"Eh?! Jadi hal seperti itu terjadi padamu?!" tanya Alex panik setelah mendengar cerita dari Lucius.
"Begitulah. Aku harus berusaha keras untuk bertahan hidup disana." balas Lucius sambil merapikan kembali lengan bajunya.
Semua orang di kelas F ini melihat sebagian bekas luka yang ada di tubuh Lucius. Walaupun, semua itu bukan karena perbuatan Goblin. Melainkan perbuatan gurunya sendiri.
"Lucius.... Kasihan sekali. Ini untukmu, buku favorit ku." balas Emily sambil memberikan sebuah buku kecil. Tangan kanannya begitu kecil dan putih, karena jarang sekali beraktivitas di luar ruangan. Apalagi bergerak.
Hanya saja....
"Buahahaha! Lihat itu, Lucius! Bahkan Emily memintamu untuk belajar membuat boneka karena kau begitu lemah!" teriak Max sambil tertawa keras.
Itu benar. Karena buku yang diberikan oleh Emily, adalah sebuah buku mengenai cara membuat boneka yang cantik.
"Aah.... Terimakasih, tapi aku cukup menerima simpatimu saja."
"Kau serius? Tapi ini buku yang bagus." balas Emily dengan wajahnya yang begitu imut. Bukannya nampak seperti remaja berumur 16 tahun, wajah Emily masih nampak seperti anak-anak berumur 13 tahunan.
Oliver menyela pembicaraan mereka dengan topik yang berbeda.
"Meski begitu, Lucius. Kau tak perlu lagi khawatir karena Edward saat ini sedang dipenjara." ucapnya santai.
"Eh?"
Tentu saja Lucius terkejut atas berita itu. Sosok yang selalu membully dirinya, saat ini tengah dipenjara?
"Kenapa? Bagaimana bisa?" tanya Lucius kebingungan.
Emily, dengan wajah polosnya yang masih sibuk membaca buku mengenai cara memperbaiki boneka, menunjuk ke arah depan. Jari telunjuknya yang begitu mungil menunjuk ke arah sosok Sophia duduk.
"Hah.... Jangan bahas soal itu lagi, Oliver. Bagaimanapun, itu adalah pilihan Sophia sendiri." balas Alex sambil menggelengkan kepalanya.
Lucius hanya bisa menatap sosok Sophia dalam diam. Mungkin, di kelasnya yang sebelumnya, Sophia adalah satu-satunya sosok yang benar-benar berani berdiri untuk melindunginya.
Bahkan melawan sosok Edward Goldencrest itu sekalipun, Ia sama sekali tak ketakutan.
"Sophia, aku...."
Sebelum sempat menyelesaikan perkataannya, sosok pria tua mulai masuk ke kelas ini. Ia nampak berjalan sedikit membungkuk dan membawa beberapa buku di tangan kanannya.
"Selamat siang, murid-muridku.

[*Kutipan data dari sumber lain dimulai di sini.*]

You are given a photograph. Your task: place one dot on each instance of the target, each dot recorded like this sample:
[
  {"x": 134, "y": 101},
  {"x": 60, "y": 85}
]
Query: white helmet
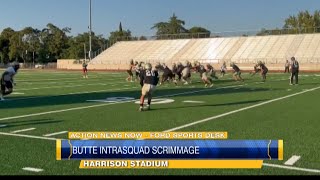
[{"x": 148, "y": 66}]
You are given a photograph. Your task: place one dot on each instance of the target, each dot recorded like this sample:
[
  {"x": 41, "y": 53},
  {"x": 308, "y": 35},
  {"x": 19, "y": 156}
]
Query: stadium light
[{"x": 90, "y": 32}]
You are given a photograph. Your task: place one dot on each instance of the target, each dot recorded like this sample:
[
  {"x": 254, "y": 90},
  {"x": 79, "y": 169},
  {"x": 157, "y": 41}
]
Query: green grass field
[{"x": 48, "y": 102}]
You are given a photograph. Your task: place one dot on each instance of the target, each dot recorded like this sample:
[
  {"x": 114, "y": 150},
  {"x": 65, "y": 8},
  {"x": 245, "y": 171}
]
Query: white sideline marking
[
  {"x": 101, "y": 105},
  {"x": 17, "y": 93},
  {"x": 23, "y": 130},
  {"x": 195, "y": 102},
  {"x": 59, "y": 111},
  {"x": 292, "y": 168},
  {"x": 292, "y": 160},
  {"x": 69, "y": 86},
  {"x": 75, "y": 93},
  {"x": 239, "y": 110},
  {"x": 53, "y": 134},
  {"x": 28, "y": 136},
  {"x": 32, "y": 169},
  {"x": 265, "y": 164}
]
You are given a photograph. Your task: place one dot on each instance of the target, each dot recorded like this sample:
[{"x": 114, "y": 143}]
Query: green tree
[
  {"x": 77, "y": 45},
  {"x": 120, "y": 35},
  {"x": 199, "y": 32},
  {"x": 173, "y": 26},
  {"x": 303, "y": 22},
  {"x": 55, "y": 40},
  {"x": 5, "y": 37}
]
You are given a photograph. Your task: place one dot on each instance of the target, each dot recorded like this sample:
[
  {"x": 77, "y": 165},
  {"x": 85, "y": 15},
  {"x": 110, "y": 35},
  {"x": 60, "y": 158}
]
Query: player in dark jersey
[
  {"x": 256, "y": 69},
  {"x": 137, "y": 70},
  {"x": 7, "y": 80},
  {"x": 85, "y": 69},
  {"x": 129, "y": 71},
  {"x": 179, "y": 70},
  {"x": 167, "y": 74},
  {"x": 148, "y": 80},
  {"x": 294, "y": 71},
  {"x": 264, "y": 71},
  {"x": 237, "y": 72},
  {"x": 223, "y": 69}
]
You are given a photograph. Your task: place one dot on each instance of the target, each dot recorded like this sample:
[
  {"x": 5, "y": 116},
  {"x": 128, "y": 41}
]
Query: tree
[
  {"x": 303, "y": 22},
  {"x": 76, "y": 45},
  {"x": 55, "y": 40},
  {"x": 173, "y": 26},
  {"x": 120, "y": 35},
  {"x": 5, "y": 36},
  {"x": 199, "y": 32}
]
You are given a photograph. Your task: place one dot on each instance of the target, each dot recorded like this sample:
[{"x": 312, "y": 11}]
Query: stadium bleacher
[{"x": 273, "y": 50}]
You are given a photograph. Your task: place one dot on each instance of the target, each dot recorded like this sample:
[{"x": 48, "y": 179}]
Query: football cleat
[{"x": 141, "y": 109}]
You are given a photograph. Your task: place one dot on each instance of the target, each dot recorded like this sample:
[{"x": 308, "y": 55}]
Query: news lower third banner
[
  {"x": 166, "y": 150},
  {"x": 170, "y": 149}
]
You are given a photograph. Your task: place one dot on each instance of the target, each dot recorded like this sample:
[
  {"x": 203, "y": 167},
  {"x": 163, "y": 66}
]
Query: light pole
[
  {"x": 85, "y": 52},
  {"x": 90, "y": 32}
]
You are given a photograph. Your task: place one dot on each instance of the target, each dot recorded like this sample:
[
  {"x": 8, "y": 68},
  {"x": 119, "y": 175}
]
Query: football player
[
  {"x": 7, "y": 81},
  {"x": 237, "y": 72},
  {"x": 223, "y": 69},
  {"x": 85, "y": 69},
  {"x": 264, "y": 71},
  {"x": 129, "y": 71},
  {"x": 148, "y": 80},
  {"x": 256, "y": 69}
]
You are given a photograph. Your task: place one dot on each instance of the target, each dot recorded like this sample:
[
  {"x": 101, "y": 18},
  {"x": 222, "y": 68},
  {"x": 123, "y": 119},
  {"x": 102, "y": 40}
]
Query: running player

Mari kita lanjutkan pelajarannya." ucap pria tua itu dengan suara yang cukup lirih dan terpatah-patah.
"Ayolah, Pak Anderson. Ini masih pagi." balas Max dengan sikap santainya. Ia mengangkat kedua kakinya di atas meja sambil bersandar di kursi dengan kedua lengannya.

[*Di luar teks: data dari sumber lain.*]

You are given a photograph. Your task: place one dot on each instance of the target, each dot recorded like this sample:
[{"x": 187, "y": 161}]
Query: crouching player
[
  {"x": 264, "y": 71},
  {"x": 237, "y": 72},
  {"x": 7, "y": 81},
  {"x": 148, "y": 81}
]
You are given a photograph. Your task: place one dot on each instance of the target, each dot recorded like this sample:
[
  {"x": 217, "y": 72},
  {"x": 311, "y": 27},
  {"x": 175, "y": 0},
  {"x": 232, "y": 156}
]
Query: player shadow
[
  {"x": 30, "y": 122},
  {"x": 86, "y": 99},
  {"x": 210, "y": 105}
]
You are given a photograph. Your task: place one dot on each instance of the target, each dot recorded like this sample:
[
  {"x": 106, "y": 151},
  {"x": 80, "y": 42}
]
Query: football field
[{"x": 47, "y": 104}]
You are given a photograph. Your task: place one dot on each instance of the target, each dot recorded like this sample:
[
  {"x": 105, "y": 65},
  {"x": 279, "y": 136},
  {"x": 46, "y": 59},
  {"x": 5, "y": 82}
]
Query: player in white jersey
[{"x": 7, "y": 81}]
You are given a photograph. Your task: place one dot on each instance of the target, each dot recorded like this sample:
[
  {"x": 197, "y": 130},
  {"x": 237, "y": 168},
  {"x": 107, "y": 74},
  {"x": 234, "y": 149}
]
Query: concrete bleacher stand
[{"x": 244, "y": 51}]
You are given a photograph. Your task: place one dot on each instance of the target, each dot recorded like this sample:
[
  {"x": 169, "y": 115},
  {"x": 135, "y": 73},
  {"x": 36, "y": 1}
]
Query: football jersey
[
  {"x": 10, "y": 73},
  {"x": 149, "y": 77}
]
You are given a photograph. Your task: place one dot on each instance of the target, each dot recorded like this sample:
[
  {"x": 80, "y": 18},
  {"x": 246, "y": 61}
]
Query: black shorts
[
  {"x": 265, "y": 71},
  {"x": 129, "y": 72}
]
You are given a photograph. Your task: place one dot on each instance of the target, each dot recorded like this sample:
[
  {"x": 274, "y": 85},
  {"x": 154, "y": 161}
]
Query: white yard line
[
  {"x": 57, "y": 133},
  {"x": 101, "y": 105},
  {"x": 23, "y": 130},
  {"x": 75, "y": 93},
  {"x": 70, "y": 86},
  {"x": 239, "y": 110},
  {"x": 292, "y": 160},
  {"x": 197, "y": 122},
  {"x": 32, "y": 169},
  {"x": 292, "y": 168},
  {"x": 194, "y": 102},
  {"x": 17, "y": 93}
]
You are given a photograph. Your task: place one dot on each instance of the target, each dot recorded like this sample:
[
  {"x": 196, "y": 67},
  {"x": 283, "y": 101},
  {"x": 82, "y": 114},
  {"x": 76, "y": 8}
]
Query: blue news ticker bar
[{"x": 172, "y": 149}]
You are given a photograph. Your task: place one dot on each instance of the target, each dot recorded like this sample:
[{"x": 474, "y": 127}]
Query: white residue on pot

"Aaaah.... Iya kah? Ku pikir sudah sore...." balas pria tua itu.
Lucius akhirnya menyadari, bahwa salah satu fasilitas yang dimaksudkan dalam akademi ini, juga termasuk pengajar.
Dan di kelas yang terendah yaitu kelas F, tentu saja. Akan memperoleh pengajar biasa.

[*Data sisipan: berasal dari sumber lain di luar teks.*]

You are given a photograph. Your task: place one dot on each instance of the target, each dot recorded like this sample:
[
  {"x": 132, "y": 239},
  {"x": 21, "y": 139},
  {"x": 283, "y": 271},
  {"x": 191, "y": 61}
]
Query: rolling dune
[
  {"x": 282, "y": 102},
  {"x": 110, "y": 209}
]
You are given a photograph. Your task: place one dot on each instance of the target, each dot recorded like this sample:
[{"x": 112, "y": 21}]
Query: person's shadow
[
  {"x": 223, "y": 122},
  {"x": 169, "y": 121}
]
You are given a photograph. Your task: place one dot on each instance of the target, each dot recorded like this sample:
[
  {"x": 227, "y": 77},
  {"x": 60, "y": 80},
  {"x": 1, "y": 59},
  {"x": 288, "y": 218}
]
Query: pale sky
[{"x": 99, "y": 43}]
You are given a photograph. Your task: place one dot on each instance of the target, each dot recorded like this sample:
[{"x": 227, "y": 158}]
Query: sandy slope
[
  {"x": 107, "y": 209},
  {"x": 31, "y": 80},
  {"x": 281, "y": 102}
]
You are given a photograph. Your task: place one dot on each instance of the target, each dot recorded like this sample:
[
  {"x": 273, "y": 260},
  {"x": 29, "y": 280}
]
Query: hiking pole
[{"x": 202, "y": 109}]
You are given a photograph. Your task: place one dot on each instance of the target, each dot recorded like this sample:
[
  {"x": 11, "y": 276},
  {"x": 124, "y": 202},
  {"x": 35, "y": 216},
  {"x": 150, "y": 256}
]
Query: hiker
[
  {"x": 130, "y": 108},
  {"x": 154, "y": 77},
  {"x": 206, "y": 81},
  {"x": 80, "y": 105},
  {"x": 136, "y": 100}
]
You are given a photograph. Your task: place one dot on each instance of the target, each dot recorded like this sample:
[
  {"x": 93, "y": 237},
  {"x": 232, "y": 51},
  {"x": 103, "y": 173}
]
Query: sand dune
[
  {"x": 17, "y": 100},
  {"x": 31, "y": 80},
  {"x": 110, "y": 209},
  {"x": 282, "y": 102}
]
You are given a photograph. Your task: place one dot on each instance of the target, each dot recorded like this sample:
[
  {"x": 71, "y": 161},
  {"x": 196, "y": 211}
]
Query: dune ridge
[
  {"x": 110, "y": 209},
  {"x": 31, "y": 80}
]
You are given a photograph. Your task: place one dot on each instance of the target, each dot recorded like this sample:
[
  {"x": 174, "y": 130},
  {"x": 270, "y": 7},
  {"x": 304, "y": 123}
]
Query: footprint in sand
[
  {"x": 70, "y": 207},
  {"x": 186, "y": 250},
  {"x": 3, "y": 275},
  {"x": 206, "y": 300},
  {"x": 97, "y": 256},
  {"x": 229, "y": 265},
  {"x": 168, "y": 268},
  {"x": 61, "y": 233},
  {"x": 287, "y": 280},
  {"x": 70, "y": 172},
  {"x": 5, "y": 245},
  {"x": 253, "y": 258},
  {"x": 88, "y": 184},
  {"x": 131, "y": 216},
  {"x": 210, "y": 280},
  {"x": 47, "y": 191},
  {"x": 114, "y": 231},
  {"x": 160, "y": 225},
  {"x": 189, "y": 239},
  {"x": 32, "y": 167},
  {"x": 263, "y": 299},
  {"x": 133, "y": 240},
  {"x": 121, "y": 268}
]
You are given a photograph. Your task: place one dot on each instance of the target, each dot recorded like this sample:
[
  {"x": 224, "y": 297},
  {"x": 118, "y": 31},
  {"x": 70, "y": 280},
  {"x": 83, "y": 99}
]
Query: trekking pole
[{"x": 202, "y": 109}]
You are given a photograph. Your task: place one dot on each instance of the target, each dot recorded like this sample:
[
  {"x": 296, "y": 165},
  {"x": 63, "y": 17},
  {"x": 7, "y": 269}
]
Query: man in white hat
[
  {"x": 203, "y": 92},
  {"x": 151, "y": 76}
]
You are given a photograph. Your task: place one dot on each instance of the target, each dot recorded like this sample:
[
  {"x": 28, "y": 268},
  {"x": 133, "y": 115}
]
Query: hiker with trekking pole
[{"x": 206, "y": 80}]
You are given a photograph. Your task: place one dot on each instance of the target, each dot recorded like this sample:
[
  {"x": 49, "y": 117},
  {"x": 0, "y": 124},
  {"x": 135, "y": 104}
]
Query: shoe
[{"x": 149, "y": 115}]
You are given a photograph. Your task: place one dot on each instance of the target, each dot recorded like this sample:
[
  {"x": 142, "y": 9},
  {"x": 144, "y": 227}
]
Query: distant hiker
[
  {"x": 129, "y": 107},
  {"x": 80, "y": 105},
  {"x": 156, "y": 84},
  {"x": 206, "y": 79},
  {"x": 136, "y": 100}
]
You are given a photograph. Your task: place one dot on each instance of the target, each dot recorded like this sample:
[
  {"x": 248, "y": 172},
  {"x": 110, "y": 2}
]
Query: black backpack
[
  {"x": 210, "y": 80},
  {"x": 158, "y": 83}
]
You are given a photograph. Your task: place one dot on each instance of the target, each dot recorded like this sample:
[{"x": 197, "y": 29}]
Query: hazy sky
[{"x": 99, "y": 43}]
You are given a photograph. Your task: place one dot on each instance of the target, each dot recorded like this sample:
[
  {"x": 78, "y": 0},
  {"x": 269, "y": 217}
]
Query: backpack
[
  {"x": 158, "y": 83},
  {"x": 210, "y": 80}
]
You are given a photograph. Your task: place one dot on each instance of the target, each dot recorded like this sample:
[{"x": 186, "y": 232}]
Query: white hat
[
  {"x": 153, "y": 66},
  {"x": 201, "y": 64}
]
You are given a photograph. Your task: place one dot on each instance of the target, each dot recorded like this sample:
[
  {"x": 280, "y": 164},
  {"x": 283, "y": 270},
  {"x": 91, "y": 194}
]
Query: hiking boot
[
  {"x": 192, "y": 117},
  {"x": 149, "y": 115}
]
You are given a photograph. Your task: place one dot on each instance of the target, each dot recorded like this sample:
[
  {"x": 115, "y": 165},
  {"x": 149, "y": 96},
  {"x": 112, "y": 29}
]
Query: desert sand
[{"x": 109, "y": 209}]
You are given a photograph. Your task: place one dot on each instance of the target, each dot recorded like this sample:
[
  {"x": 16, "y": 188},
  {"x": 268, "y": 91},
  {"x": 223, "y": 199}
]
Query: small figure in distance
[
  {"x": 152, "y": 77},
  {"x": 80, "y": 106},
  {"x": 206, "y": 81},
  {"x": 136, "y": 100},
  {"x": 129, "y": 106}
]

"Meskipun begitu, dia adalah pengajar yang baik. Jadi lumayan untuk kita yang berada di kelas terbawah ini." bisik Alex ke arah Lucius.
"Begitu kah?"
Dalam hati, tentu saja Lucius sedikit kurang puas. Ia berpikir bisa memperoleh pendidikan yang setidaknya sama seperti dulu ketika di kelas E.
Tapi ini? Ini bahkan jauh lebih buruk dari bayangannya. Lucius ragu, apakah dengan pengajar seperti ini Ia bisa terus berkembang menjadi lebih kuat.
Terlebih lagi mengingat permintaan terakhir dari Carmilla....
'Aaah, bukankah kau pikir lebih baik kita berlatih di goa itu dibanding diajar oleh kakek-kakek pikun ini?' ucap Carmilla dalam pikiran Lucius.
Memang ada benarnya. Dibanding menyia-nyiakan waktu di kelas seperti ini, lebih baik....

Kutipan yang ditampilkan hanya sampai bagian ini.